Тем, кто ждет назначений, околачиваясь в столице, в Кишиневе, еще тяжелее:
они живут в гостиницах месяцами. Хорошо, если не женаты, а каково семейным?
На "временную" зарплату не снимешь квартиру, кишка тонка! А в городе не то
что еду, но и водичку надо покупать...
Но нельзя не согласиться с Никэ. Я и без его напоминаний хорошо знал,
что подгоряне не любят тех, кто слоняется без дела, да и кто их любит?!

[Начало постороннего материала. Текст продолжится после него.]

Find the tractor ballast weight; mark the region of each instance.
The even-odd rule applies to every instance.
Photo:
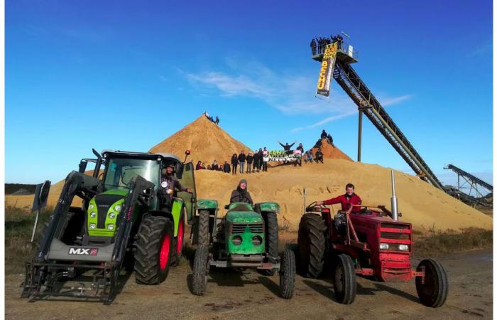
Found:
[[[196,210],[191,161],[181,163],[170,154],[94,154],[97,159],[82,160],[80,172],[65,179],[39,249],[26,265],[23,297],[66,296],[110,303],[123,267],[134,269],[138,283],[156,284],[164,281],[170,265],[179,263],[185,223],[191,223]],[[88,162],[97,165],[92,176],[84,174]],[[191,193],[178,191],[168,198],[159,193],[162,169],[171,163],[176,178]],[[81,207],[71,206],[75,196],[81,198]],[[65,287],[87,270],[94,270],[89,284],[78,280],[76,286]]]
[[[199,242],[193,264],[192,292],[196,295],[204,294],[211,266],[250,267],[264,275],[272,275],[278,271],[280,295],[291,298],[295,260],[293,252],[288,249],[281,257],[278,255],[277,213],[280,206],[273,202],[254,206],[233,203],[224,208],[228,211],[220,219],[217,214],[213,217],[212,211],[199,210]]]

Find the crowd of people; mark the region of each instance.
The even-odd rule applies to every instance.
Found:
[[[338,48],[342,47],[344,38],[342,36],[330,36],[329,38],[316,37],[315,39],[311,41],[310,46],[312,51],[312,55],[320,55],[324,53],[326,46],[334,42],[338,42]]]
[[[324,154],[321,150],[322,141],[326,139],[329,144],[334,147],[333,144],[333,138],[332,135],[327,133],[324,129],[321,132],[321,136],[317,142],[312,147],[317,149],[315,152],[312,151],[312,149],[305,151],[304,146],[302,143],[299,143],[298,146],[295,150],[291,150],[297,141],[294,141],[291,144],[286,142],[285,144],[278,141],[278,143],[283,148],[285,154],[298,154],[300,156],[297,156],[295,160],[283,160],[283,164],[293,164],[295,166],[297,165],[302,166],[302,161],[305,163],[324,163]],[[222,171],[226,174],[251,174],[253,172],[261,172],[268,171],[268,162],[270,159],[270,153],[267,148],[259,148],[258,150],[254,150],[253,152],[248,151],[245,154],[244,150],[241,150],[239,154],[233,154],[231,159],[229,161],[225,161],[224,164],[218,164],[216,160],[211,164],[205,166],[205,162],[199,161],[195,166],[196,170],[214,170]]]
[[[207,118],[209,119],[212,122],[215,123],[218,126],[219,125],[219,117],[216,116],[216,119],[214,119],[214,117],[212,117],[212,116],[209,115],[207,111],[204,111],[204,115],[205,115],[205,117],[207,117]]]

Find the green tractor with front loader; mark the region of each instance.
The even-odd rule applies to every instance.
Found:
[[[192,292],[204,295],[211,267],[217,268],[253,268],[271,276],[278,271],[280,295],[290,299],[295,282],[295,257],[293,251],[278,254],[278,213],[280,206],[274,202],[251,205],[232,203],[228,211],[217,217],[217,202],[199,201],[197,247],[193,262]]]
[[[190,151],[183,161],[171,154],[93,152],[96,159],[82,159],[65,179],[36,255],[26,265],[23,297],[110,303],[123,269],[134,270],[138,284],[158,284],[180,262],[185,223],[196,221]],[[92,176],[85,174],[89,162],[95,164]],[[190,192],[168,190],[173,194],[165,196],[162,171],[171,165]]]

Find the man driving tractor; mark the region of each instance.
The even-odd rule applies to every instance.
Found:
[[[359,206],[362,201],[361,198],[357,196],[354,192],[354,186],[352,183],[347,183],[345,186],[345,194],[339,196],[336,198],[332,198],[331,199],[324,200],[323,201],[317,201],[316,204],[317,206],[321,205],[329,205],[329,204],[342,204],[342,210],[344,211],[347,211],[349,213],[353,212],[354,213],[361,211],[361,207]],[[356,205],[358,206],[354,206]]]
[[[174,197],[174,193],[176,190],[192,193],[192,190],[190,188],[183,188],[180,181],[174,177],[174,164],[168,164],[165,169],[162,170],[158,194],[162,198],[163,208],[170,208],[171,206],[173,197]]]

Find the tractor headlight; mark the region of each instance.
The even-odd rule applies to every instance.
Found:
[[[380,243],[380,250],[388,250],[388,243]]]
[[[235,245],[240,245],[241,244],[241,237],[239,235],[235,235],[233,237],[233,239],[231,239],[231,242]]]
[[[258,235],[256,235],[252,238],[252,244],[253,245],[261,245],[262,243],[262,238],[259,237]]]
[[[409,246],[408,245],[398,245],[398,250],[400,251],[408,251]]]

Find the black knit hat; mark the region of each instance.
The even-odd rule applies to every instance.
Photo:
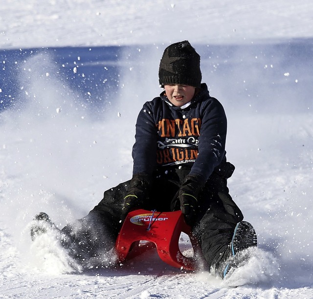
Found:
[[[188,41],[173,43],[164,50],[158,69],[160,85],[181,84],[200,87],[200,56]]]

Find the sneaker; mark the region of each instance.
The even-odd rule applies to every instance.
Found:
[[[234,270],[240,266],[248,259],[248,254],[238,255],[245,249],[256,246],[258,241],[255,231],[250,223],[241,221],[237,224],[234,231],[234,235],[230,242],[231,256],[223,265],[221,276],[224,279],[230,270]]]
[[[33,221],[34,223],[30,228],[32,241],[34,241],[39,235],[45,234],[48,229],[57,228],[48,214],[44,212],[40,212],[37,214]]]

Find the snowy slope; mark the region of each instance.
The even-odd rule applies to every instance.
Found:
[[[313,298],[313,4],[125,2],[1,2],[0,298]],[[160,92],[164,48],[184,39],[228,116],[229,187],[257,258],[226,282],[155,255],[65,274],[30,222],[45,211],[63,227],[130,178],[137,114]]]

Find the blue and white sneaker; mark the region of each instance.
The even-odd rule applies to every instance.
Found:
[[[252,225],[246,221],[238,223],[230,242],[231,256],[223,263],[221,269],[222,279],[225,278],[231,269],[240,266],[249,257],[246,254],[238,254],[249,247],[256,246],[257,243],[256,234]]]

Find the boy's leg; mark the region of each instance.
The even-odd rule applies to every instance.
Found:
[[[218,267],[230,256],[230,244],[243,214],[228,193],[227,181],[213,173],[207,182],[200,204],[204,215],[196,228],[202,254],[209,267]]]
[[[86,216],[62,230],[62,244],[73,258],[86,262],[114,246],[120,229],[122,203],[129,181],[104,192],[103,199]]]

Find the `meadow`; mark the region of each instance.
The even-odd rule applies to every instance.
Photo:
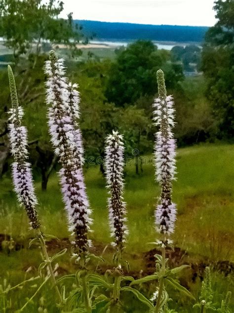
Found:
[[[230,275],[227,276],[227,268],[223,270],[223,268],[220,269],[218,266],[219,264],[220,266],[221,264],[223,267],[226,264],[224,261],[228,261],[229,266],[232,264],[233,266],[232,262],[234,261],[234,190],[232,184],[234,177],[234,146],[228,144],[207,144],[180,149],[177,157],[177,179],[174,184],[173,200],[177,205],[178,214],[173,239],[175,247],[180,248],[180,253],[175,261],[172,261],[190,264],[193,268],[196,264],[201,264],[201,272],[198,276],[202,275],[202,266],[205,266],[203,264],[213,264],[215,269],[214,281],[217,287],[216,300],[219,301],[222,299],[220,299],[221,290],[225,293],[233,288],[233,280]],[[143,172],[138,175],[135,174],[134,159],[128,160],[125,167],[124,199],[127,203],[129,235],[123,257],[129,262],[130,272],[136,277],[144,276],[152,270],[149,252],[152,247],[148,243],[155,241],[157,236],[154,228],[154,212],[156,198],[159,195],[159,188],[154,181],[153,159],[152,155],[144,156]],[[100,263],[98,267],[98,270],[101,273],[113,266],[113,249],[109,245],[111,239],[106,205],[107,192],[104,178],[98,166],[86,167],[85,178],[93,209],[93,232],[91,234],[93,251],[97,255],[102,254],[106,261],[105,265]],[[53,253],[59,249],[69,248],[66,217],[57,175],[56,173],[53,174],[46,192],[40,190],[39,179],[36,178],[39,200],[39,214],[44,233],[60,239],[58,242],[52,240],[48,243],[49,251]],[[41,257],[35,247],[33,246],[30,249],[28,248],[29,238],[34,234],[28,230],[28,222],[24,209],[19,208],[16,202],[10,177],[5,175],[0,184],[1,237],[6,239],[6,235],[9,235],[14,241],[12,249],[2,247],[0,263],[4,274],[0,283],[3,285],[5,278],[11,286],[14,286],[25,275],[30,277],[33,273],[37,276]],[[69,249],[60,263],[59,274],[69,273],[74,269],[74,265],[69,261]],[[32,270],[26,274],[26,271],[31,266]],[[187,278],[184,277],[183,279],[185,279],[184,284],[197,297],[201,280],[197,278],[191,280],[189,271]],[[146,290],[150,296],[154,290],[152,288],[149,287]],[[31,290],[28,290],[29,294],[33,292]],[[24,297],[17,296],[17,292],[12,291],[9,293],[9,296],[12,301],[16,301],[15,303],[19,301],[23,304]],[[27,296],[28,295],[25,295]],[[39,305],[39,294],[34,305],[36,303]],[[192,307],[188,299],[185,300],[183,297],[178,297],[178,295],[173,298],[179,299],[176,300],[175,306],[174,303],[174,309],[183,308],[184,311],[179,312],[192,312],[192,309],[188,308]],[[30,311],[32,310],[31,306],[34,305],[33,303],[29,305],[27,310],[29,311],[24,312],[36,312]],[[49,312],[57,312],[51,308]],[[132,308],[131,310],[134,309]]]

Сам-то Никэ был при деле, при почетной должности и, верно, переживал за
своего старшего брата. Кровь людская - не водица, это знают все. Бабьи
сплетни и наговоры на мой счет слышал, конечно, и Никэ, и ему было и обидно
и больно. Может быть, и он в какую-то минуту был готов поверить, что меня
выгнали из школы за хулиганство и теперь не доверяют никакой должности?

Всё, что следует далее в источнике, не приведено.